And I am once again reminded that most of the time lit-fic is just not my thing. Willa Cather is good with words, but I just don’t get her writing.
I chose this book as part of the Western challenge for Read Harder, and because I’ve owned it for years and years and years. It was a quick read, only 150 pages, and I read through it in a night. But I didn’t get very much out of it.

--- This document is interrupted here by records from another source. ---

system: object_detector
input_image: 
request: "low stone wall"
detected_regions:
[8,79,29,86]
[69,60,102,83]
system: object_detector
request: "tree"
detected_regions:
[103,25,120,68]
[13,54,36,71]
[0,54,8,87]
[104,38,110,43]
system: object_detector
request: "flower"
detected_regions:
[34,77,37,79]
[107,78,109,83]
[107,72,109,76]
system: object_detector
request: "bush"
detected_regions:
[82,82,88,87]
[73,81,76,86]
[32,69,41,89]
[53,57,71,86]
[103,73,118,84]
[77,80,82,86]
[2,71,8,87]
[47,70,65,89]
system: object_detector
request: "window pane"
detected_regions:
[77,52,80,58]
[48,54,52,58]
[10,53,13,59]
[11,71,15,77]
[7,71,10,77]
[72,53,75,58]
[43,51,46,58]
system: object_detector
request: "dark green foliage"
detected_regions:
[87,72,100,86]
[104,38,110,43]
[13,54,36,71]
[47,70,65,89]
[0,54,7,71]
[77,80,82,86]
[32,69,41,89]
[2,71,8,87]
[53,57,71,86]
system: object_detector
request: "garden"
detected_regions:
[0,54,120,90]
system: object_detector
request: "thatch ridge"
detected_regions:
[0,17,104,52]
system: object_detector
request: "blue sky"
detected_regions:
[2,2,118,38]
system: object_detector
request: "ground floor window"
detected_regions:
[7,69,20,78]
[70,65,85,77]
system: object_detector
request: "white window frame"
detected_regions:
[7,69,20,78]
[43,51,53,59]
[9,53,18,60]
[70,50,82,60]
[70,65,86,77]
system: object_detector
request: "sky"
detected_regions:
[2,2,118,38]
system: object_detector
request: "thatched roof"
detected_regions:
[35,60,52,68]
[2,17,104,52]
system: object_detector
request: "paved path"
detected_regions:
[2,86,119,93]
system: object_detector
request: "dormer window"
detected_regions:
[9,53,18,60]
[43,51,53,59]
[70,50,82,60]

A Lost Lady is about a woman who is idolized by our narrator, and as she grows older, the bloom begins to come off the rose, so to speak. Cather parallels the decline of said lady and her pioneer husband, who is crippled in a horse-riding accident, with the decline of the frontier, and the commercialization of the western US. It’s very much elegiac in tone, but I honestly could not care less. It sort of honestly irks me that a lady writer keeps writing all these books about ladies that are idolized (wrongly) by men, and the ladies then “fall”, only for the men to realize oh hey, women are only people. She did it in My Antonia as well.
I would like to hear opinions from someone who likes Cather as an author, as I think this really might be a case of wrong book and author for me, not that Cather isn’t talented.
Anyway, I read this, so I have officially completed the 2018 Read Harder Challenge, unlike last year’s, at which I failed abysmally.
Read Harder Challenge 2018: A western.